Thursday, April 18, 2013

Lady Almina and the Real Downton Abbey: The Lost Legacy of Highclere Castle

Lady Almina is the history of the life and times of the 5th Countess of Carnarvon, i.e., the real-life counterpart of Cora Crawley. Almina Wombwell was an heiress to the Rothschild fortune whose marriage to the Earl of Carnarvon shored up Highclere Castle, aka Downton Abbey, at the turn of the 20th century. Lady Almina was a bit of a fireball, traveling regularly with her husband to Egypt (where he would eventually discover King Tut's tomb, then die of blood poisoning on the eve of its full uncovering) and, perhaps most importantly, helping to make nursing a proper and respectable profession for women - young and old - of the upper class.

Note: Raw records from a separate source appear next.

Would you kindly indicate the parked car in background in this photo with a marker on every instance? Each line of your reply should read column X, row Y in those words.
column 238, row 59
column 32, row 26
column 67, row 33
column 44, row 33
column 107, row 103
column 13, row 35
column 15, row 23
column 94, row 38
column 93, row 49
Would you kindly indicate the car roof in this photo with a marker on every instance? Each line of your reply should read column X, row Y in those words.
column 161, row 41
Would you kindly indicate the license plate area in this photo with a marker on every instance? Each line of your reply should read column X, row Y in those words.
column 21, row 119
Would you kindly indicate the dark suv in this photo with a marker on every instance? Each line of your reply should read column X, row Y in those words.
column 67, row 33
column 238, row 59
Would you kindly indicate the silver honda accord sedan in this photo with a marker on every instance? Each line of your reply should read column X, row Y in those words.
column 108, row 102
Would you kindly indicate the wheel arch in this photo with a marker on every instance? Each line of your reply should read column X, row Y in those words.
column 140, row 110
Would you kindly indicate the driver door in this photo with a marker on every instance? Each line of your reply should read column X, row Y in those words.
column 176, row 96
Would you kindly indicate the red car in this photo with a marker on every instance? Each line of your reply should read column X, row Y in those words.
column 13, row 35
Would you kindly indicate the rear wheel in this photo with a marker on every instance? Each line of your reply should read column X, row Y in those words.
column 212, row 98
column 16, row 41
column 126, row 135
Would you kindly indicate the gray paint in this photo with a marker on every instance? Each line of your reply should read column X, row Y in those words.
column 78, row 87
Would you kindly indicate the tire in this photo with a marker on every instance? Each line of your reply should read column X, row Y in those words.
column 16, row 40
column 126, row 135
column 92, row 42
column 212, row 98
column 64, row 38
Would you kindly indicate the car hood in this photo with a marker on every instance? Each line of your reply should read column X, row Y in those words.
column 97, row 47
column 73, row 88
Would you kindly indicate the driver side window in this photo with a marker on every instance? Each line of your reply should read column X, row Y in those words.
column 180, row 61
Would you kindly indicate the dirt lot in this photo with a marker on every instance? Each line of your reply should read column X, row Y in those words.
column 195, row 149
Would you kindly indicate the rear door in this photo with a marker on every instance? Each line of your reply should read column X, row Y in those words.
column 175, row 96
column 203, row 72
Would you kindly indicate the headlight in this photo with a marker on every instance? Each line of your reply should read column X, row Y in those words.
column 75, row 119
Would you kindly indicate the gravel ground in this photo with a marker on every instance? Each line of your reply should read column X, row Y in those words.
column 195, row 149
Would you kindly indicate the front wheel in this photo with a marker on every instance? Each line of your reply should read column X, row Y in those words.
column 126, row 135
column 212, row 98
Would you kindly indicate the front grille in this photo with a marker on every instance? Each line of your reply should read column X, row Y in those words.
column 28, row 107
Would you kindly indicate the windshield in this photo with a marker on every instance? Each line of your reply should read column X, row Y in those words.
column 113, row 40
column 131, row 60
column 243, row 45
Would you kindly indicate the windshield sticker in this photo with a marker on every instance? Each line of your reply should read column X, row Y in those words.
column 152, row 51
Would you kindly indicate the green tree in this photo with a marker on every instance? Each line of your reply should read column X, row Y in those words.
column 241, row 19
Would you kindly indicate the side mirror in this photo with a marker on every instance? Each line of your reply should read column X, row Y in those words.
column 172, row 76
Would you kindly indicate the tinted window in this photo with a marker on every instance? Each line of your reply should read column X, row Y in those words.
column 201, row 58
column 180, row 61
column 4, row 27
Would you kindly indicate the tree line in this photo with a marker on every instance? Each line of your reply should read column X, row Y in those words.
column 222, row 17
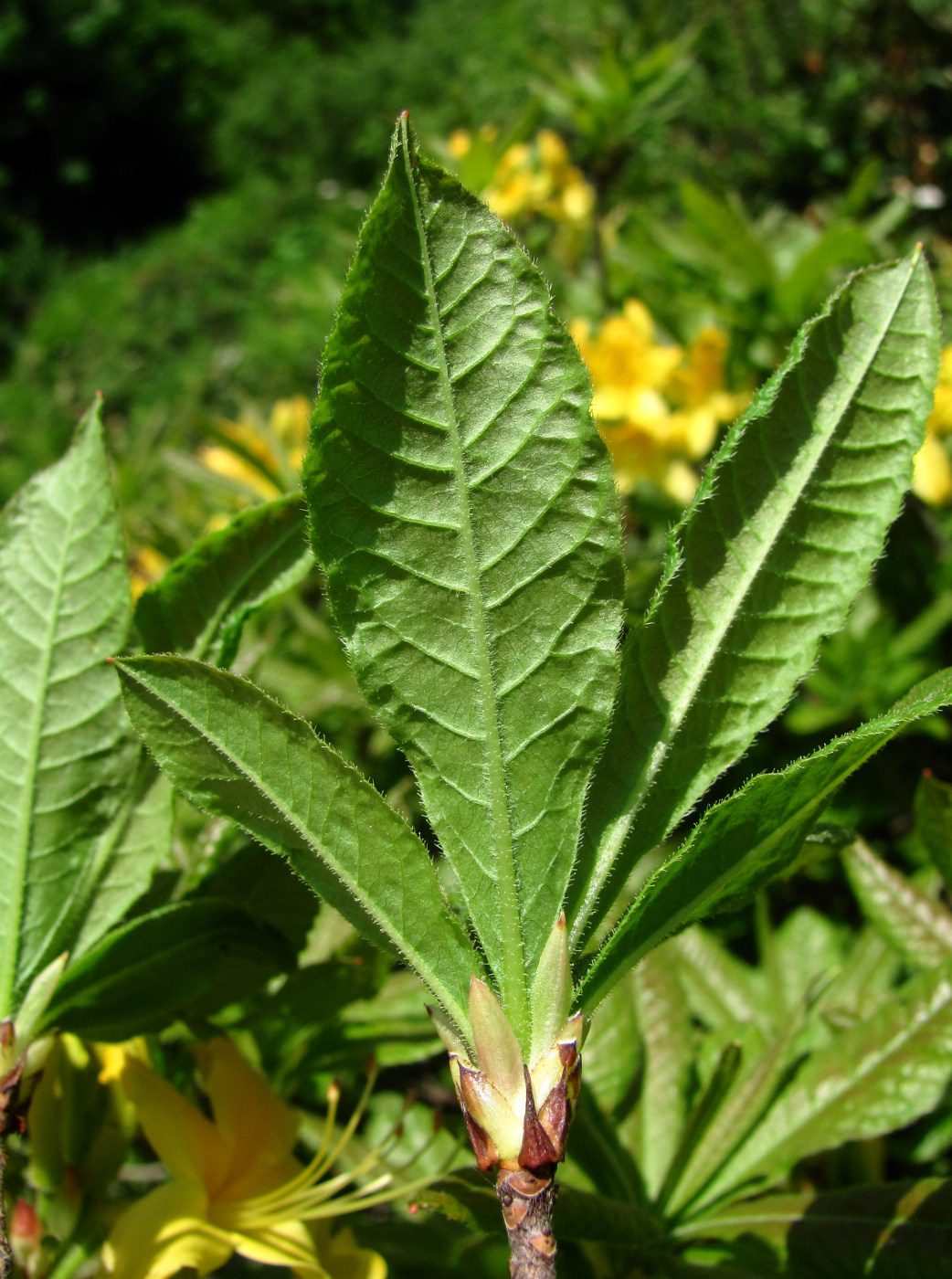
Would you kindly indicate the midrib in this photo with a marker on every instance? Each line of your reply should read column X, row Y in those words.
column 512, row 978
column 619, row 830
column 18, row 870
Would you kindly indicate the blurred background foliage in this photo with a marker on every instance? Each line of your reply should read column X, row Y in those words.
column 181, row 189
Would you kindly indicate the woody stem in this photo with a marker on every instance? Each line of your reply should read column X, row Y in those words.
column 527, row 1200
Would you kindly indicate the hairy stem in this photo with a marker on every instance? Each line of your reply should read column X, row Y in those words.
column 5, row 1251
column 527, row 1200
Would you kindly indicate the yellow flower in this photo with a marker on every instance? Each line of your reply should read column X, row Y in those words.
column 234, row 1183
column 537, row 178
column 261, row 460
column 657, row 406
column 932, row 479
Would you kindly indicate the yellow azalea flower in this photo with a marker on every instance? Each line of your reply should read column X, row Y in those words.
column 537, row 178
column 262, row 460
column 234, row 1183
column 932, row 479
column 657, row 406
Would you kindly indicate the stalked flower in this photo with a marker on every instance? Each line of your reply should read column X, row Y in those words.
column 518, row 1113
column 234, row 1183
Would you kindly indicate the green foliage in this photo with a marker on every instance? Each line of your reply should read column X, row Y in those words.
column 237, row 754
column 462, row 509
column 779, row 540
column 747, row 840
column 159, row 966
column 467, row 592
column 201, row 604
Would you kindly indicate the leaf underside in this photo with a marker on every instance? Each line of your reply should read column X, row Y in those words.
column 463, row 512
column 64, row 607
column 198, row 607
column 781, row 537
column 878, row 1076
column 237, row 754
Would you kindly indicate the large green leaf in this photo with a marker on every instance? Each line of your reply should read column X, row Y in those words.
column 749, row 838
column 202, row 601
column 915, row 925
column 118, row 867
column 664, row 1022
column 894, row 1231
column 781, row 537
column 463, row 511
column 878, row 1076
column 237, row 754
column 64, row 607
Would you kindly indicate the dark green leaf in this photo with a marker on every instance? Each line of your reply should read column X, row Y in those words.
column 239, row 755
column 201, row 604
column 745, row 840
column 782, row 534
column 933, row 814
column 462, row 508
column 64, row 607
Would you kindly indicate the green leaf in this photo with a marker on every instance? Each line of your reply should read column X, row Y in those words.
column 878, row 1076
column 933, row 814
column 463, row 512
column 896, row 1231
column 143, row 975
column 123, row 860
column 785, row 528
column 201, row 604
column 741, row 1109
column 915, row 925
column 745, row 840
column 64, row 607
column 238, row 755
column 668, row 1045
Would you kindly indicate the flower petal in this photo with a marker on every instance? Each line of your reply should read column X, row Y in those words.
column 256, row 1126
column 344, row 1260
column 163, row 1233
column 182, row 1137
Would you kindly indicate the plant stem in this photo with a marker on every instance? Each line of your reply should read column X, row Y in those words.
column 527, row 1200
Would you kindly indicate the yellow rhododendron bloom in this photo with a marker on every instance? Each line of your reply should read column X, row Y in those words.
column 234, row 1183
column 537, row 178
column 657, row 405
column 932, row 479
column 265, row 458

The ladies who came of age a decade later (whose own remarkable stories are told in Debs at War), likely owe much Lady Almina (and a small handful of similarly minded women like her).

Lady Almina is remarkable not only for its connections to Downton Abbey - for example, the distinctive green wall coverings in the drawing room that figures prominently in many DA episodes, were the work of Lady Almina  - but for the family and castle's own history during World War I. Highclere, yes, was a hospital for wounded officers during the war and the author, the current Countess of Carnarvon, reminds her readers that such hospitals were the backbone of a healthcare system that largely did not otherwise exist, hospitals and doctors being largely, almost exclusively, funded by wealthy individuals. Before and after it was a hospital, though, Highclere was the playground of the good and great of English society. T.E. Lawrence, aka Lawrence of Arabia, was a family friend and Highclere visitor; Lady Almina provides an interesting perspective on some of the events described in Hero, particularly in relation to the partitioning of the Middle East. Lady A's husband and brother-in-law were well-regarded experts on the Middle East and their despair at the broken promises of self-government and nationhood are as palpable as those of Lawrence in Hero. 

Although the reader is treated to plenty of grand spectacles, especially early in the book (after all, Almina reigned as Countess for nearly twenty years before World War I), Lady Almina does not shy away from the horrors of the Great War. Many of the passages surrounding the war itself, particularly the battle of Gallipoli, rival the intensity of the descriptions in The Beauty and the Sorrow (still the best, most complete book I have read on World War I).

The Countess of Carnarvon does an exquisite job of illuminating a bygone era and anyone with even a passing interest in late Victorian, Edwardian, or World War I history should find it fascinating - to say nothing of Downton Abbey fans. Lady Almina seems to have been quite a character and one can only imagine that she would highly approve of her literary reincarnation.